Огромную массу словесников книга сходу кличет влево: в литературу. Что ни скажи, а идти таким методом легче; духовных затрат — минимум. Прочёл, допустим, «Онегина», после этого что-то о нем, скажем, Белинского, прихватил несколько методичек, пять-шесть вырезок из газет, изданий, все это в портфель и — на урок! Особенных умений, даров — не требуется, дабы доказать: «Онегин» — энциклопедия; критический реализм начинается с него; что это роман, а не байроническая поэма; Татьяна открывает галерею русских дам, а Онегин — лишних людей; он и Печорин во многом похожи, но олицетворяют различные эры; присутствие автора в повествовании и поэтому обилие лирических отступлений — не только своеобразие, но и неповторимое преимущество, о котором Белинский сказал; поэтический
реализм Пушкина в трудах его бессчётных последователей суровеет, мужает, о чем свидетельствуют творческие манеры таких корифеев литературы, как… На этом пути словесник духовно не начинается а также (пускай забудут обиду мне резкое словцо) паразитирует за счет «обслуживающей» литературы, взяв на себя пассивную функцию транслятора. На отрезке К — Л книга трудится с книгой, а ученики как объекты созерцают данный процесс, иногда подключаясь к нему. Правильно, в «Онегине» присутствует создатель как действующее лицо, рассуждают они, а мы, выходит, бездействующие? Изучаем то, где нас нет? Тогда, простите, «Онегин» — не энциклопедия. В любой великое книге, в случае, если покопаться, все и всех найдёшь. Значит, и в «Онегине». А нет, так что-нибудь второе почитаем либо посмотрим Экран — та же книга, лишь лишних вопросов не задает. Комфортно! И вот один из парадоксов линии К—Л. Наступает момент, в то время, когда, посмотрев назад, словесник видит только нескольких, самых добросовестных, по пятам т идущих за ним. Остальные безнадежно отстали, многие не трогались с места. Жалко, не правда ли? Уж и значком «Отличник народного просвещения» наградили, учителя-методиста присвоили, и делегатом выбрали, а вот парни (будь они…) не идут за передовым и умелым. Тогда начинается социологический анализ, с первичной терминологией: данный — отстает, в силу того, что туповат; тот – полностью пустоголов; его друг — дурак; и вкупе… Бездуховное, загубленное поколение! Вот в то время, когда шм обучались… Полно, обучались ли, в случае, если забыли, что «способ», что выбрали, став преподавателем, не был вашим в по-ру, в то время, когда сидели за партой.

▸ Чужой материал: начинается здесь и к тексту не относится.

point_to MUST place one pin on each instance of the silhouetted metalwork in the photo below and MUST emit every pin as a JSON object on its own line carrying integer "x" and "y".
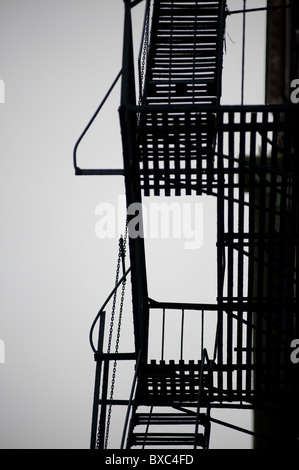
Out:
{"x": 179, "y": 140}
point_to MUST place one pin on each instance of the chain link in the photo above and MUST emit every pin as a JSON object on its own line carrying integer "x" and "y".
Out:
{"x": 121, "y": 256}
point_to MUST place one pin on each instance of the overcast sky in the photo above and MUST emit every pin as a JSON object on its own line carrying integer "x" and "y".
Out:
{"x": 57, "y": 60}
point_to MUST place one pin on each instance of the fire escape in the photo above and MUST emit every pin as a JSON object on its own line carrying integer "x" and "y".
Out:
{"x": 179, "y": 140}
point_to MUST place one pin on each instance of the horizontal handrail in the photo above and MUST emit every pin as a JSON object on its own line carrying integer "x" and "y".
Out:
{"x": 102, "y": 308}
{"x": 77, "y": 169}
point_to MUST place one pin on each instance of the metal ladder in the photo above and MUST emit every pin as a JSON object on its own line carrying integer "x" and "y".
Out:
{"x": 180, "y": 392}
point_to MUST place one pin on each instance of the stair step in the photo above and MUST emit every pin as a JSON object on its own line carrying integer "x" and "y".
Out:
{"x": 167, "y": 419}
{"x": 173, "y": 439}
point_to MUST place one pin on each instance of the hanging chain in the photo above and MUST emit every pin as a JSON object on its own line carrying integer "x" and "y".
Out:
{"x": 121, "y": 257}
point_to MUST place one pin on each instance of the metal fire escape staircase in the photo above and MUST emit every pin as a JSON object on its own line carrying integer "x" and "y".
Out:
{"x": 184, "y": 58}
{"x": 179, "y": 140}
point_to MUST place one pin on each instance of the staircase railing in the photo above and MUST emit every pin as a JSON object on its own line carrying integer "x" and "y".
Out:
{"x": 131, "y": 402}
{"x": 204, "y": 360}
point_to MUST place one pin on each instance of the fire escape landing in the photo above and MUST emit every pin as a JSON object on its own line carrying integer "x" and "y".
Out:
{"x": 178, "y": 139}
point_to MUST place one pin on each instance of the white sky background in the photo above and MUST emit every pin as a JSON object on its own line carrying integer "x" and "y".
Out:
{"x": 57, "y": 60}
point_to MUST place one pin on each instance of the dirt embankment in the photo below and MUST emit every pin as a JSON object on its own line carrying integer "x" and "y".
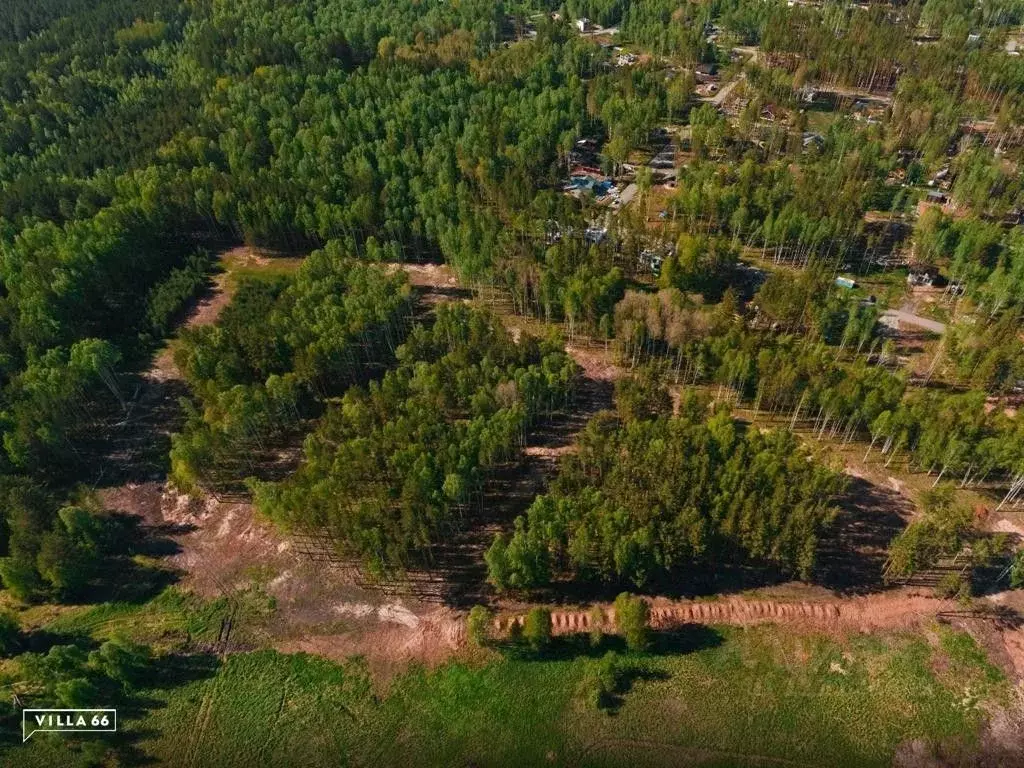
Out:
{"x": 890, "y": 610}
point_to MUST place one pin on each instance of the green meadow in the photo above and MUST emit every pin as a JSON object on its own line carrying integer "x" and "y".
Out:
{"x": 718, "y": 697}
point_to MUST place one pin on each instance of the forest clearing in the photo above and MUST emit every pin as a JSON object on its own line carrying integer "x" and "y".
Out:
{"x": 505, "y": 383}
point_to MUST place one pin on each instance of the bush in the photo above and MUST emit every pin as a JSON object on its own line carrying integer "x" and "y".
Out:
{"x": 478, "y": 626}
{"x": 596, "y": 626}
{"x": 10, "y": 634}
{"x": 603, "y": 683}
{"x": 537, "y": 628}
{"x": 632, "y": 617}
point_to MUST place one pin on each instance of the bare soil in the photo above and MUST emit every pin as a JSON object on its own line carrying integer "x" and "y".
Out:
{"x": 221, "y": 547}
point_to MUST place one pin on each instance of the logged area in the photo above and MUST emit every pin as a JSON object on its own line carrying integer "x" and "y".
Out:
{"x": 505, "y": 383}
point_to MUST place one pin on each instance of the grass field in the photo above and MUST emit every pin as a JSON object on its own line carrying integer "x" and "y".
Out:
{"x": 745, "y": 697}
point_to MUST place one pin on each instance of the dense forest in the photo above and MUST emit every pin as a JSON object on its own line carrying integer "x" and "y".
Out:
{"x": 394, "y": 467}
{"x": 136, "y": 138}
{"x": 647, "y": 494}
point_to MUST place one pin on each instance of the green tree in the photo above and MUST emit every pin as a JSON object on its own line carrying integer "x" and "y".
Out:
{"x": 479, "y": 626}
{"x": 537, "y": 629}
{"x": 632, "y": 619}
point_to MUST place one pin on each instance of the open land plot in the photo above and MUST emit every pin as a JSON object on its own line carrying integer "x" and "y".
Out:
{"x": 711, "y": 697}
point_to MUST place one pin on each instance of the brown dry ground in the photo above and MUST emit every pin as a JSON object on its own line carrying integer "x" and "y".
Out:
{"x": 223, "y": 548}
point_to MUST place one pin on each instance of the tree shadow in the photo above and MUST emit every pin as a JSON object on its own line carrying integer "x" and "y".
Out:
{"x": 166, "y": 674}
{"x": 687, "y": 638}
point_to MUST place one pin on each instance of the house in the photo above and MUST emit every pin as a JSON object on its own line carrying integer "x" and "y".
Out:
{"x": 923, "y": 275}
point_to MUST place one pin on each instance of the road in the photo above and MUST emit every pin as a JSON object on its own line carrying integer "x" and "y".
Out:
{"x": 720, "y": 97}
{"x": 628, "y": 194}
{"x": 897, "y": 316}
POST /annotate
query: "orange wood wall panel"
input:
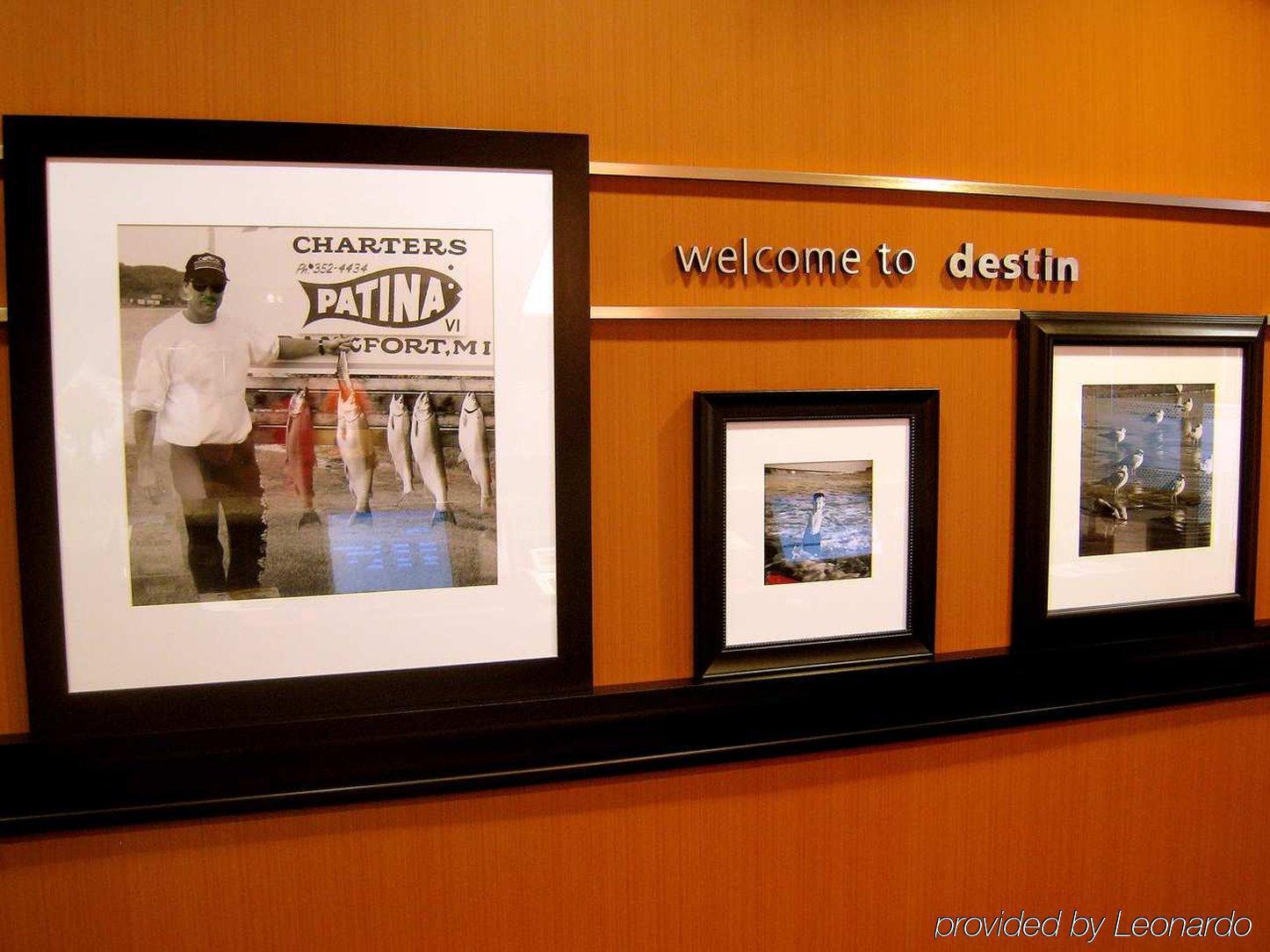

Путь в литературу для многих ребят — это путь в никуда, потому что нет ответа на основной вопрос: для чего книга? Для развития? Так оно и без книги быть может, слава всевышнему, не в пятнадцатом веке живем. А связывать книгу с книгой что-то из этого извлекать — занятие тех, кто не может собирать мопеды, приемники и по большому счету ничего не может. Книжникам в любой момент не хватало здравого смысла. Так дума парни, никак не смущаясь, в то время, когда мы именуем их прагматиками, рационалистами. А преподаватель, выбравший путь мельчайшего сопротивления, не собственный выдающий за собственный, к тому же кличущий за собою, — разве не прагматик, хоть и записался в романтики?